Sara's Networks Class Blog: Anderson

V. Vasudevan, A. Phanishayee, H. Shah, E. Krevat, D. G. Andersen, G. R. Ganger, G. A. Gibson, B. Mueller, "Safe and Effective Fine-grained TCP Retransmissions for Datacenter Communication," ACM SIGCOMM Conference, (August 2009).

One line summary: This paper suggests reducing or eliminating the minimum RTO and enabling fine-grained RTT and RTO measurement and calculation on the order microseconds as a way of eliminating the problem of TCP incast collapse in data centers.

Summary

This paper presents a solution to the TCP incast problem. TCP incast collapse results in severely reduced throughput when multiple senders try to send to a single receiver.
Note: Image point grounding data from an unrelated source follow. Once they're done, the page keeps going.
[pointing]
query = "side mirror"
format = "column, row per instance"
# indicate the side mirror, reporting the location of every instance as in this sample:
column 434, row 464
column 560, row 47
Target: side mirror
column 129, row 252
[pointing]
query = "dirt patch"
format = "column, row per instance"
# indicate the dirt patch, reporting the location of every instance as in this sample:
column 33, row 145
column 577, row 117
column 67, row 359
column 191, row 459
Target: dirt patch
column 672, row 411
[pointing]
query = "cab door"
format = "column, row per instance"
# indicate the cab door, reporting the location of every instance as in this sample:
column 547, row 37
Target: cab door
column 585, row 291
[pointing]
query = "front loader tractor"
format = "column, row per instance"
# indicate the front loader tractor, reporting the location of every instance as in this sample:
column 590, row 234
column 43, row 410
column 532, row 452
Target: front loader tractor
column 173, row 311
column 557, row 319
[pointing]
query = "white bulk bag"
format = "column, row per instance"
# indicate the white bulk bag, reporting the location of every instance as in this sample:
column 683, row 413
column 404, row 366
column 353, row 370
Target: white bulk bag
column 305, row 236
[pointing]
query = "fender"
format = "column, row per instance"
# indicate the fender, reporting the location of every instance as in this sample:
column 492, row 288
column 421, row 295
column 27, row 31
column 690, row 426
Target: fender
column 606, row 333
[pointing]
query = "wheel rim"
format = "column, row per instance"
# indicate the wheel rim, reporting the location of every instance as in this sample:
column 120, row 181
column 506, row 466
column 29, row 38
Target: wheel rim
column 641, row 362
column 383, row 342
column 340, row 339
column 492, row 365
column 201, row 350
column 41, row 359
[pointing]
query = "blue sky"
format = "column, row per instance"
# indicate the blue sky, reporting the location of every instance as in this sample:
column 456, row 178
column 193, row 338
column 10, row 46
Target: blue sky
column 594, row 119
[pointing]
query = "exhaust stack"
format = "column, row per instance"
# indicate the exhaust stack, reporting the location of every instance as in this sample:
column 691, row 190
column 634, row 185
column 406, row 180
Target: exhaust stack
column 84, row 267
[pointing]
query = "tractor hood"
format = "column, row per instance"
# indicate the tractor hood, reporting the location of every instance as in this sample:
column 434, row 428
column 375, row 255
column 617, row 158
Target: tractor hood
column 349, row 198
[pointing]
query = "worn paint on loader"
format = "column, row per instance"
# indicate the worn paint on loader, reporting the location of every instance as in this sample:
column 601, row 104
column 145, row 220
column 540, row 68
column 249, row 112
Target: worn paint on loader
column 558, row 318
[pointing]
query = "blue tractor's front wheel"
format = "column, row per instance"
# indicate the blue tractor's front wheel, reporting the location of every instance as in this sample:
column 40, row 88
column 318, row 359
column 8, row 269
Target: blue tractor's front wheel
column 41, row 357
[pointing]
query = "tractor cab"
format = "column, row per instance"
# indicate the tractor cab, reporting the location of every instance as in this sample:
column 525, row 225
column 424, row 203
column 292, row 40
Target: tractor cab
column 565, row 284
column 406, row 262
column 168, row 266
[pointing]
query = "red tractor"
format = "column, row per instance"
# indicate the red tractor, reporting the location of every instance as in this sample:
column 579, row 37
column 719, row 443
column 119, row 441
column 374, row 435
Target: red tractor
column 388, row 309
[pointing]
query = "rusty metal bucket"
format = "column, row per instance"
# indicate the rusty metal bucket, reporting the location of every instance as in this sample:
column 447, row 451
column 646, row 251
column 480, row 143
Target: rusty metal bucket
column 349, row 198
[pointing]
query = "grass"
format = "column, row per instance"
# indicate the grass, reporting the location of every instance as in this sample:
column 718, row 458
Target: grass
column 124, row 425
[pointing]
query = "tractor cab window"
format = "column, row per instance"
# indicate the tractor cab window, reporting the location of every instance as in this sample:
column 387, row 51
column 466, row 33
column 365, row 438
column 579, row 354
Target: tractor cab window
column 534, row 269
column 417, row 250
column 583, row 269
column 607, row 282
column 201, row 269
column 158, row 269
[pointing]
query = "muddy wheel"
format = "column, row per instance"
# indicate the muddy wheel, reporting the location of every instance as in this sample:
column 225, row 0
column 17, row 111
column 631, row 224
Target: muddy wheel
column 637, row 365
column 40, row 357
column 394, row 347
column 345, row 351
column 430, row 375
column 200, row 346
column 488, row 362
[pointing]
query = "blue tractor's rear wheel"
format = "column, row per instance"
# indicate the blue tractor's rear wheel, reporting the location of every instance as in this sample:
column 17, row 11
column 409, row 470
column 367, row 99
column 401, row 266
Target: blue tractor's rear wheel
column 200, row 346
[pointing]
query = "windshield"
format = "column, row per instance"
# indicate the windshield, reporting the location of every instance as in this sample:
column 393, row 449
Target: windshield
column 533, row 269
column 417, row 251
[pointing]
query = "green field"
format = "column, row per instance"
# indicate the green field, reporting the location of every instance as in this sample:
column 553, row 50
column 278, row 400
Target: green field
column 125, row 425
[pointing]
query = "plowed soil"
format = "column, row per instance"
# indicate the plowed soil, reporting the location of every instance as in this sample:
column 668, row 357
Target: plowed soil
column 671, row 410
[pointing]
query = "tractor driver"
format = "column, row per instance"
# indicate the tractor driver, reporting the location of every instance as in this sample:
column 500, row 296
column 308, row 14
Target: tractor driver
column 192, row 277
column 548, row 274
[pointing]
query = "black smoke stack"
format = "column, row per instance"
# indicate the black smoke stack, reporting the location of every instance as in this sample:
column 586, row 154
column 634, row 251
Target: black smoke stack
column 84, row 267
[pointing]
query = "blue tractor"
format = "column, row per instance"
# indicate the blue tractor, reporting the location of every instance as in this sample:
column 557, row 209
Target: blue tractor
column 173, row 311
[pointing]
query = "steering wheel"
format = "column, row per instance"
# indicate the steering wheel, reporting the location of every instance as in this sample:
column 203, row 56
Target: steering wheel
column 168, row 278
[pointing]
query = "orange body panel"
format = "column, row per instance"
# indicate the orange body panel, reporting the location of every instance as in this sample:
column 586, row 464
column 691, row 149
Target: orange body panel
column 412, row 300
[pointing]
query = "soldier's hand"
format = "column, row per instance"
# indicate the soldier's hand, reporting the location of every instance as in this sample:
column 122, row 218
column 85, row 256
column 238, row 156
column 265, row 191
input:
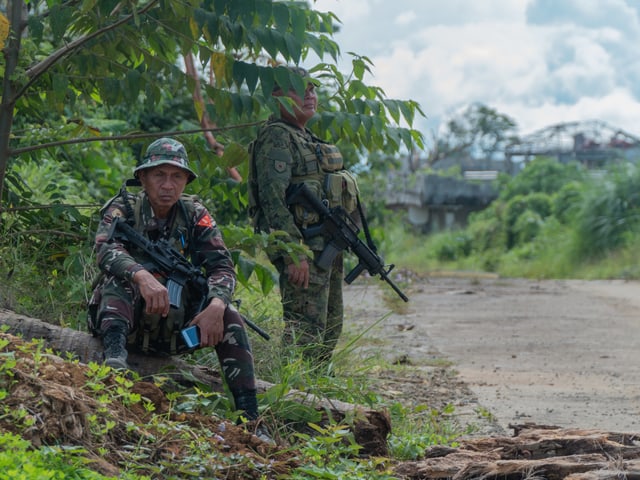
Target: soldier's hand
column 299, row 274
column 211, row 323
column 156, row 295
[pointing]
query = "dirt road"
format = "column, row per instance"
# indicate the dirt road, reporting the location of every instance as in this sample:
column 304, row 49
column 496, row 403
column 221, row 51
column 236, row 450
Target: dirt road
column 563, row 353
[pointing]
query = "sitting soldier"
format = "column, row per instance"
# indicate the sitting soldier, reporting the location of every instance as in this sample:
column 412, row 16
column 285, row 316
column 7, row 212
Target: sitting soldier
column 130, row 306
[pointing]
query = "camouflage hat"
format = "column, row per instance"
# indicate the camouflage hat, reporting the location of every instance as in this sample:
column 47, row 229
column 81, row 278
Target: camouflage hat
column 165, row 151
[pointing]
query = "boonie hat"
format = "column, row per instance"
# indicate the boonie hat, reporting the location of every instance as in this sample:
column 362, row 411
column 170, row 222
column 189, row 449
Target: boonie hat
column 165, row 151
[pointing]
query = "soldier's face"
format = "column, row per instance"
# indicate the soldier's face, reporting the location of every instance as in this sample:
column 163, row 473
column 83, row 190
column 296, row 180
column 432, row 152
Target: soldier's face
column 163, row 184
column 304, row 108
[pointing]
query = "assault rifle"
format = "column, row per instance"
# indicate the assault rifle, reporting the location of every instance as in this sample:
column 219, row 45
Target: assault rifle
column 342, row 233
column 167, row 260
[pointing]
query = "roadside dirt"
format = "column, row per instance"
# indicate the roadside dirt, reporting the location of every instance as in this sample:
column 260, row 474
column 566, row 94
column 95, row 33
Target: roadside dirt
column 510, row 351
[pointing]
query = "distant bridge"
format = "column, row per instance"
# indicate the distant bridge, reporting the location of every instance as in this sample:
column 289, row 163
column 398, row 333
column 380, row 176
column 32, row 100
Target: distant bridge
column 436, row 203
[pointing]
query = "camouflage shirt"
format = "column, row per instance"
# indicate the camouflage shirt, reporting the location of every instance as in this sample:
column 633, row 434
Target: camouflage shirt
column 281, row 160
column 197, row 237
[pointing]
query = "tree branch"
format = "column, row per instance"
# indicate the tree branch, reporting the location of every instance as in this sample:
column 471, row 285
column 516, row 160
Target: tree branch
column 113, row 138
column 39, row 68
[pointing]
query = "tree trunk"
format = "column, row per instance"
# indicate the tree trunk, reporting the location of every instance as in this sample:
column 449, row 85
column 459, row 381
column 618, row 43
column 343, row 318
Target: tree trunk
column 534, row 452
column 370, row 427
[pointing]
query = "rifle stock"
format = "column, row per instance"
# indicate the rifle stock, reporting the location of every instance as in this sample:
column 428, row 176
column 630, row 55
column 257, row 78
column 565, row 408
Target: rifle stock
column 342, row 233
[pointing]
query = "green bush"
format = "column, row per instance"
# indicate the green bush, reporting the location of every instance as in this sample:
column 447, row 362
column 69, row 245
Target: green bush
column 538, row 203
column 527, row 227
column 567, row 202
column 610, row 213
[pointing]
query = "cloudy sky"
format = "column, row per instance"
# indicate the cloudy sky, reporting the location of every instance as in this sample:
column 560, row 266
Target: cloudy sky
column 541, row 62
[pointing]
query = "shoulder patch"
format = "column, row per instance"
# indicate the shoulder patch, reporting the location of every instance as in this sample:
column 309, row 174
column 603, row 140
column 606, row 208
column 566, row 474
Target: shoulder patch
column 206, row 221
column 279, row 166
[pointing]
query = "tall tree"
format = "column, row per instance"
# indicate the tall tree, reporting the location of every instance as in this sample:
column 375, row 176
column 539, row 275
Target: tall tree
column 63, row 57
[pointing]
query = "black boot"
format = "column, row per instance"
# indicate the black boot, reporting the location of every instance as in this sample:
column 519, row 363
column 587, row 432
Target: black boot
column 114, row 341
column 248, row 403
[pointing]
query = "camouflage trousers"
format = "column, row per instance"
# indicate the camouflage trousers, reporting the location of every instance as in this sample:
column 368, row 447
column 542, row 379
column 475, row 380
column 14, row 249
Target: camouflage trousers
column 119, row 301
column 313, row 316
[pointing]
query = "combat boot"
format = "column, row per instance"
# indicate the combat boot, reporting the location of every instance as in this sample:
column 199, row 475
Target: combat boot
column 114, row 342
column 248, row 403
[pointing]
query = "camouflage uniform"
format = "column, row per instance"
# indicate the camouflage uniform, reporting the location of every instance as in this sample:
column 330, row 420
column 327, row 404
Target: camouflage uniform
column 117, row 301
column 283, row 155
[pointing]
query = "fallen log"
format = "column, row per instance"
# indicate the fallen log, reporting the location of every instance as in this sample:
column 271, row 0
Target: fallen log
column 370, row 427
column 534, row 452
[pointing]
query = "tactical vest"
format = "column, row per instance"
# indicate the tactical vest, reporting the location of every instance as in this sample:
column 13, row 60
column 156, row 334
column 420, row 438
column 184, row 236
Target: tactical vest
column 154, row 334
column 318, row 164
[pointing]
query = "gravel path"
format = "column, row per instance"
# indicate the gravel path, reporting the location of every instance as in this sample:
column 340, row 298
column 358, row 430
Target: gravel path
column 564, row 353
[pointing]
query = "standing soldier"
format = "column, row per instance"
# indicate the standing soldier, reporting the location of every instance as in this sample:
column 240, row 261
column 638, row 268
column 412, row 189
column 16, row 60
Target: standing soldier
column 286, row 153
column 130, row 306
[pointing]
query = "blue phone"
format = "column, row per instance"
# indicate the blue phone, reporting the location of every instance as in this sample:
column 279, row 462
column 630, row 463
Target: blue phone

The preconditions for TCP incast collapse are: (1) the network must have high bandwidth and low latency with switches that have small buffers, (2) the workload must be a highly parallel barrier synchronization request workload, (3) the servers must return a small amount of data per request (high fan in). An example scenario in which TCP incast collapse occurs is one in which a client sends a request for data that has been partitioned across many servers. The servers all try to respond with their data and overload the client’s buffers. Packets are lost and some servers experience a TCP retransmission timeout (RTO). But the default minimum retransmission timeout is 200ms, so the client must wait at least this long to receive the extra data, even though the client’s link may be idle for most of this waiting time. This results in decreased throughput and link utilization. The authors postulate that in order to prevent TCP incast collapse, the RTO must operate on granularity closer to the RTT of the underlying network, which in datacenters is hundreds of microseconds or less.

The authors demonstrate via a series of simulations and experiments in real clusters that allowing for a minimum RTO on the order of microseconds or eliminating the minimum RTO altogether improves throughput and helps avoid TCP incast collapse. They also experiment with desynchronizing retransmissions by adding a randomizing component. They advocate such desychronization in data centers but note that it is likely unnecessary in the wide-area since different flows have different RTTs and thus different RTOs. The authors explain that it is not enough to lower the minimum RTO but that it is also necessary to enable measurement and computation of the RTT and RTO on a fine-grained level as well. They describe their implementation of fine-grained RTT and RTO computation using Linux high-resolution timers. This involved making modifications to the kernel and the TCP stack.

The authors then discuss whether eliminating the minimum RTO and allowing microsecond retransmissions is appropriate for the wide-area or if such techniques should be limited to the data center. They note two potential conflicts: spurious retransmissions when the network RTT suddenly spikes, and delayed ACKs acting as an additional timeout mechanism in certain situations because the delayed ACK timer is set higher than the RTO. They argue that problems arising from these conflicts don’t occur often and are mitigated by newer TCP features. They perform some wide-area experiments to test this claim and find that spurious retransmissions aren’t an issue and while better performance can be achieved by disabling delayed ACKS, leaving them enabled and with a high timer only slightly harms performance.

Critique

I liked this paper and I think it should remain on the syllabus. I don’t have many criticisms, although I did find it strange that in their wide-area experiments, two different servers experienced almost the exact same distribution of flows. This suggests that something funny might be going on with those experiments. I thought the proposed solution in this paper was good, it would be perfect if enabling fine-grained RTT and RTO measurements and calculation didn’t require special kernel hacking. Perhaps in the future the OS will automatically provide such capabilities. In the meantime, I thought their suggestion of setting the minimum RTO to the lowest value possible was at least a nice practical idea. I also liked how they did both simulations and experiments on a real cluster.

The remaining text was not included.